Since only one ELI seminar appears in the Administrative Office’s report on privately funded seminars over the past three years, Jordan and Issa argue that there must be something wrong with the rules. Their letter asks the Administrative Office for copies of all disclosures made pursuant to the current policy since 2018, and to “update” the policy to “prevent abuse by advocacy organizations masquerading as fair and impartial educational programs.”

It bears repeating here that private entities have been using educational events to feed judges a steady diet of programming that promotes Republican interests for years. Between July 2008 and 2012, conservative foundations and multinational corporations like ExxonMobil and Pfizer sponsored over 100 judicial education seminars with names like “The Moral Foundations of Capitalism” and “Corporations and the Limits of Criminal Law.” In 2021 and 2022, George Mason University and the Federalist Society sent over 100 federal judges on 251 trips, with plenty of built-in time for golfing and going to the spa when getting reeducated about the latest conservative legal theories on price-gouging, antitrust, and corporate liability. ELI appears to be doing the same thing as everybody else who puts on a judicial education seminar—sharing information with judges—but typically with slideshows and Zoom links instead of ski slopes and luxurious resorts at no charge to the judges.

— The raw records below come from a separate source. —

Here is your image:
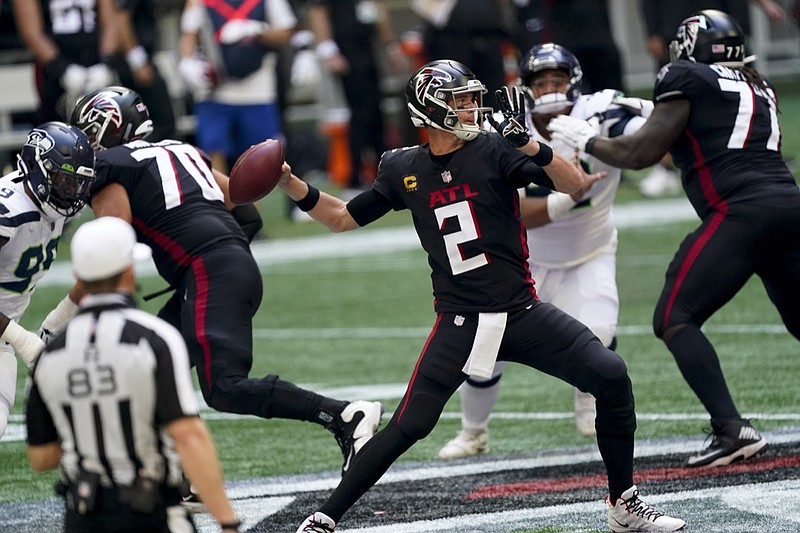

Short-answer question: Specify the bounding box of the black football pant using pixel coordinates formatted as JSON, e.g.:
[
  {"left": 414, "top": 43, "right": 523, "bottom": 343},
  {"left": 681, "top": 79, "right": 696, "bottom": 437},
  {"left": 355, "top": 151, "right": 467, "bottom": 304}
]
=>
[
  {"left": 159, "top": 243, "right": 346, "bottom": 425},
  {"left": 653, "top": 200, "right": 800, "bottom": 426},
  {"left": 319, "top": 302, "right": 636, "bottom": 522}
]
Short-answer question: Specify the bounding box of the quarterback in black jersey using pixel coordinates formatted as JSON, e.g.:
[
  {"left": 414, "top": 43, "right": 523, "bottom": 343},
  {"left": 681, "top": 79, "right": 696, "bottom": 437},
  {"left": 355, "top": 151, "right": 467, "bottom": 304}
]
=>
[
  {"left": 550, "top": 10, "right": 800, "bottom": 466},
  {"left": 39, "top": 87, "right": 382, "bottom": 478},
  {"left": 279, "top": 60, "right": 685, "bottom": 532}
]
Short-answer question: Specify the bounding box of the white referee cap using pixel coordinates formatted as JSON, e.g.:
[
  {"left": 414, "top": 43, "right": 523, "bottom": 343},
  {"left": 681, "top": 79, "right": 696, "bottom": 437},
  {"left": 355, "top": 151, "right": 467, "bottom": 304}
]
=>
[{"left": 70, "top": 217, "right": 151, "bottom": 281}]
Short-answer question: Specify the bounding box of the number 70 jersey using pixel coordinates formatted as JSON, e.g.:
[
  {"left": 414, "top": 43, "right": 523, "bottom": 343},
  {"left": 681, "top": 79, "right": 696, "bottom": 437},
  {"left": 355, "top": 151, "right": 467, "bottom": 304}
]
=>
[
  {"left": 94, "top": 141, "right": 247, "bottom": 284},
  {"left": 0, "top": 172, "right": 64, "bottom": 320}
]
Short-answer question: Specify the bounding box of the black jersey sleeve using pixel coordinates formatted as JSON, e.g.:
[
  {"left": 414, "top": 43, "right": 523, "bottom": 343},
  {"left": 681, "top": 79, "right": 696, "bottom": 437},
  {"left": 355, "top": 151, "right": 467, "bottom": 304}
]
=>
[{"left": 347, "top": 189, "right": 392, "bottom": 227}]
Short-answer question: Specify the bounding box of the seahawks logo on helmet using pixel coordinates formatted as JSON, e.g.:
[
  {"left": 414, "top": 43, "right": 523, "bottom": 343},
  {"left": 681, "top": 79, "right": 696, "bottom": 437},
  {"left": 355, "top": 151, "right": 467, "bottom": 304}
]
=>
[{"left": 25, "top": 129, "right": 56, "bottom": 154}]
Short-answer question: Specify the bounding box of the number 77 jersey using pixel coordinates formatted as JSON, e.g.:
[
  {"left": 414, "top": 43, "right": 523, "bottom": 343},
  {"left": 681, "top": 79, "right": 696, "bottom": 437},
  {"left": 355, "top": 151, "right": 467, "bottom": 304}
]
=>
[
  {"left": 654, "top": 60, "right": 796, "bottom": 218},
  {"left": 93, "top": 141, "right": 247, "bottom": 283}
]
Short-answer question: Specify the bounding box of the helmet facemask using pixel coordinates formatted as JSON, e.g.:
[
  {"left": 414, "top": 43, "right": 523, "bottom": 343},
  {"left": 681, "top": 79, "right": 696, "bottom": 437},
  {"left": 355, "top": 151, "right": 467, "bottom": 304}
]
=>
[
  {"left": 17, "top": 123, "right": 94, "bottom": 218},
  {"left": 520, "top": 43, "right": 583, "bottom": 115}
]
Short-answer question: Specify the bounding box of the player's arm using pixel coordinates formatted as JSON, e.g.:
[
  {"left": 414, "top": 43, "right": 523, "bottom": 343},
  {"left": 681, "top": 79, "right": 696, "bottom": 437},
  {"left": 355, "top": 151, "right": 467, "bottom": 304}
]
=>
[
  {"left": 547, "top": 98, "right": 690, "bottom": 169},
  {"left": 278, "top": 163, "right": 359, "bottom": 233}
]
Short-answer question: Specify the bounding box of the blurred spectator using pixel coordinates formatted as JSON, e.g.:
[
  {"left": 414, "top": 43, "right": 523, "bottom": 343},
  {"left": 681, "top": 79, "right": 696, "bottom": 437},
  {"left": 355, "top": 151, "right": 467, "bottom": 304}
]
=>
[
  {"left": 178, "top": 0, "right": 297, "bottom": 172},
  {"left": 14, "top": 0, "right": 119, "bottom": 122},
  {"left": 411, "top": 0, "right": 512, "bottom": 107},
  {"left": 113, "top": 0, "right": 175, "bottom": 142},
  {"left": 515, "top": 0, "right": 624, "bottom": 93},
  {"left": 308, "top": 0, "right": 405, "bottom": 191}
]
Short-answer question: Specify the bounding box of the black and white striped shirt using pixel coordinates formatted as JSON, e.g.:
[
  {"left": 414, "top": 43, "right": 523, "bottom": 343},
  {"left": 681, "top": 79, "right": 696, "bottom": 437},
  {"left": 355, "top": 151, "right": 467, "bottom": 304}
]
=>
[{"left": 26, "top": 293, "right": 198, "bottom": 487}]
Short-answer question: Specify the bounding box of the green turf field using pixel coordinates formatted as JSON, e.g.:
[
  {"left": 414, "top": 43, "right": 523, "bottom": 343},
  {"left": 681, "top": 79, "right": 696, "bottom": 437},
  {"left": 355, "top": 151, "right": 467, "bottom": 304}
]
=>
[{"left": 0, "top": 87, "right": 800, "bottom": 503}]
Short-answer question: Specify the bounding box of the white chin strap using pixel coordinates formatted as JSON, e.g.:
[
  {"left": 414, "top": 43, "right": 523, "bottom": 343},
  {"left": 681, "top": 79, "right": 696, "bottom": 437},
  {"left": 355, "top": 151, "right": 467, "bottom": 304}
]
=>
[{"left": 531, "top": 93, "right": 572, "bottom": 115}]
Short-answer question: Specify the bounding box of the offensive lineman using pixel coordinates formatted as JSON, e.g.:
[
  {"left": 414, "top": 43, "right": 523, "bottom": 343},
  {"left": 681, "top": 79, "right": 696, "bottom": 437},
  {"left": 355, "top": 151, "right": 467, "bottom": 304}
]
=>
[
  {"left": 39, "top": 87, "right": 383, "bottom": 478},
  {"left": 279, "top": 60, "right": 685, "bottom": 533},
  {"left": 439, "top": 43, "right": 652, "bottom": 459},
  {"left": 0, "top": 122, "right": 94, "bottom": 437},
  {"left": 548, "top": 9, "right": 800, "bottom": 466}
]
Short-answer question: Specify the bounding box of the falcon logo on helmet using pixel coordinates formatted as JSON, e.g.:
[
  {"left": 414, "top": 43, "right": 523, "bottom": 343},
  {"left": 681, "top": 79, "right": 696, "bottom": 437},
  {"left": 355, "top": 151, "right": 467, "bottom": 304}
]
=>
[
  {"left": 669, "top": 9, "right": 755, "bottom": 68},
  {"left": 70, "top": 87, "right": 153, "bottom": 150}
]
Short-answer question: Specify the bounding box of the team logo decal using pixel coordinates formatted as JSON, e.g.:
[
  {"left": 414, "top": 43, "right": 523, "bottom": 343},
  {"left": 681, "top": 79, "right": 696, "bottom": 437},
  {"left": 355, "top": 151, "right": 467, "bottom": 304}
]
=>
[
  {"left": 403, "top": 176, "right": 417, "bottom": 192},
  {"left": 25, "top": 129, "right": 56, "bottom": 154},
  {"left": 414, "top": 67, "right": 455, "bottom": 104}
]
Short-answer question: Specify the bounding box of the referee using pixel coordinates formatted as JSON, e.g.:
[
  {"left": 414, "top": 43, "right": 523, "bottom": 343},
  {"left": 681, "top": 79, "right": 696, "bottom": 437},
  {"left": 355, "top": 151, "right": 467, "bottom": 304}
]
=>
[{"left": 26, "top": 217, "right": 240, "bottom": 533}]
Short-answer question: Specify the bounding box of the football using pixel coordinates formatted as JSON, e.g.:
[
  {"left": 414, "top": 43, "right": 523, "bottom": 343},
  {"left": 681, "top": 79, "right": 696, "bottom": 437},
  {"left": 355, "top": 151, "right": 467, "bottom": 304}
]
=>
[{"left": 228, "top": 139, "right": 284, "bottom": 205}]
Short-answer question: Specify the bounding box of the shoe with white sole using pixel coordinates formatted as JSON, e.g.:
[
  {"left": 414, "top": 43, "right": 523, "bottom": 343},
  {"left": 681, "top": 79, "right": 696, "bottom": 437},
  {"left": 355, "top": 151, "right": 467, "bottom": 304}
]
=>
[
  {"left": 439, "top": 429, "right": 489, "bottom": 459},
  {"left": 575, "top": 389, "right": 597, "bottom": 437},
  {"left": 686, "top": 420, "right": 767, "bottom": 466},
  {"left": 328, "top": 400, "right": 383, "bottom": 475},
  {"left": 297, "top": 513, "right": 336, "bottom": 533},
  {"left": 606, "top": 485, "right": 686, "bottom": 533}
]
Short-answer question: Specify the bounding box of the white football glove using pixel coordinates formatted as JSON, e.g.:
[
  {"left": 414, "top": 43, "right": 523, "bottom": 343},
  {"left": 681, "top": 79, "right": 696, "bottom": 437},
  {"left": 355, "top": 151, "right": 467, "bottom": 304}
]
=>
[
  {"left": 0, "top": 320, "right": 44, "bottom": 368},
  {"left": 219, "top": 19, "right": 269, "bottom": 44},
  {"left": 58, "top": 64, "right": 87, "bottom": 94},
  {"left": 291, "top": 50, "right": 322, "bottom": 85},
  {"left": 547, "top": 115, "right": 600, "bottom": 152},
  {"left": 178, "top": 57, "right": 214, "bottom": 96},
  {"left": 83, "top": 63, "right": 114, "bottom": 93}
]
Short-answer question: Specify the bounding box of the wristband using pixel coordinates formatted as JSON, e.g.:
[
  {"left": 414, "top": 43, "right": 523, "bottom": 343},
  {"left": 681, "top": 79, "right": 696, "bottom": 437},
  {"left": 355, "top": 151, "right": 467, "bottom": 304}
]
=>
[
  {"left": 219, "top": 520, "right": 242, "bottom": 531},
  {"left": 294, "top": 183, "right": 319, "bottom": 213},
  {"left": 583, "top": 137, "right": 597, "bottom": 154},
  {"left": 125, "top": 45, "right": 148, "bottom": 70},
  {"left": 531, "top": 141, "right": 553, "bottom": 167},
  {"left": 317, "top": 39, "right": 339, "bottom": 60},
  {"left": 547, "top": 192, "right": 578, "bottom": 222}
]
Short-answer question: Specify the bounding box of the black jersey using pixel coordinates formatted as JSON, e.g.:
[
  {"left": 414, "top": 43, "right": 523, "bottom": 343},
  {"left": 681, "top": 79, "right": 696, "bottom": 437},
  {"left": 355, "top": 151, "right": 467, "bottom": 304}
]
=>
[
  {"left": 96, "top": 141, "right": 248, "bottom": 284},
  {"left": 373, "top": 134, "right": 552, "bottom": 312},
  {"left": 654, "top": 60, "right": 797, "bottom": 218},
  {"left": 40, "top": 0, "right": 100, "bottom": 66}
]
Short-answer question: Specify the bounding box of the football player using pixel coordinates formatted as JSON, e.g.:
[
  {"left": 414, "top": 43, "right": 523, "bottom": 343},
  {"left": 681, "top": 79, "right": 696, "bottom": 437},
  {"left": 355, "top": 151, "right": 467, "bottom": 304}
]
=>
[
  {"left": 0, "top": 122, "right": 94, "bottom": 437},
  {"left": 548, "top": 10, "right": 800, "bottom": 466},
  {"left": 39, "top": 87, "right": 383, "bottom": 478},
  {"left": 439, "top": 43, "right": 652, "bottom": 459},
  {"left": 279, "top": 60, "right": 685, "bottom": 533}
]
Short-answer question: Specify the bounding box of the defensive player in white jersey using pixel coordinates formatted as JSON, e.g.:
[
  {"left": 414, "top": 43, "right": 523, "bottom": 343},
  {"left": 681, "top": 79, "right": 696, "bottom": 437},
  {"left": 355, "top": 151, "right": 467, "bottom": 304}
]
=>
[
  {"left": 0, "top": 122, "right": 94, "bottom": 437},
  {"left": 439, "top": 43, "right": 652, "bottom": 459}
]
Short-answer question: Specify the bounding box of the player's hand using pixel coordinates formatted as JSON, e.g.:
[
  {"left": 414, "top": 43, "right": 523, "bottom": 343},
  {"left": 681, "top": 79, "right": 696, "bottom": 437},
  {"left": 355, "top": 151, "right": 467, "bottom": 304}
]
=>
[
  {"left": 486, "top": 87, "right": 531, "bottom": 148},
  {"left": 219, "top": 19, "right": 269, "bottom": 44},
  {"left": 547, "top": 115, "right": 600, "bottom": 152}
]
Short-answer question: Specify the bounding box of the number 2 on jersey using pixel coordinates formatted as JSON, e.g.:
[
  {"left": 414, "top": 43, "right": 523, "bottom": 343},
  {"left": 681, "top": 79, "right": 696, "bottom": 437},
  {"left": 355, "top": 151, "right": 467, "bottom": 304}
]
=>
[{"left": 433, "top": 200, "right": 489, "bottom": 276}]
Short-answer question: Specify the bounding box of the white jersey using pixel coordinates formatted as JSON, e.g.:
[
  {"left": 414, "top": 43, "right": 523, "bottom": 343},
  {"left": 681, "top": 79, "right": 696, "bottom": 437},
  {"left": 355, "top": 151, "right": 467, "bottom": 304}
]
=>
[
  {"left": 527, "top": 89, "right": 645, "bottom": 270},
  {"left": 0, "top": 171, "right": 65, "bottom": 320}
]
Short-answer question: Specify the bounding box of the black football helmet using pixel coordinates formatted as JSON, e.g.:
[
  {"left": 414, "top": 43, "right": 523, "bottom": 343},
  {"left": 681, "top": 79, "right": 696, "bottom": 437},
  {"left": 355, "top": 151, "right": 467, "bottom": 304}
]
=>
[
  {"left": 70, "top": 87, "right": 153, "bottom": 150},
  {"left": 669, "top": 9, "right": 750, "bottom": 68},
  {"left": 519, "top": 43, "right": 583, "bottom": 113},
  {"left": 406, "top": 59, "right": 492, "bottom": 141},
  {"left": 17, "top": 122, "right": 94, "bottom": 218}
]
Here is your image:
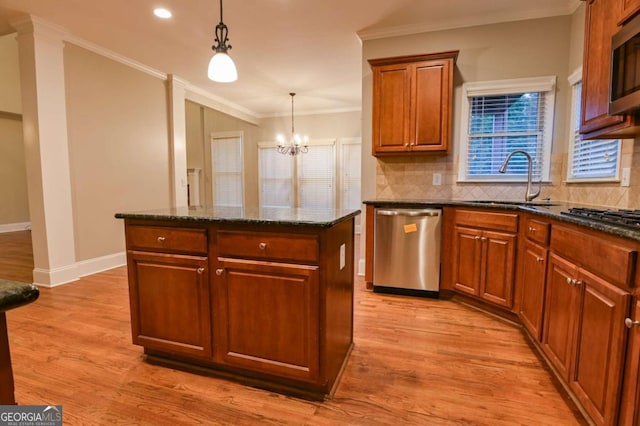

Despite the narrative that proliferates in law schools and Federalist Society keynote addresses, judges are political actors who wield political power. It is similarly obvious that people want to influence those with political power. Jordan and Issa’s letter talks about ELI as a threat to “judicial impartiality,” but none of these corporate attempts to influence the judiciary piqued their concern. This is because Jordan and Issa’s concern is not actually that judges may be influenced. Their concern is that Republicans may no longer be the only ones doing the influencing.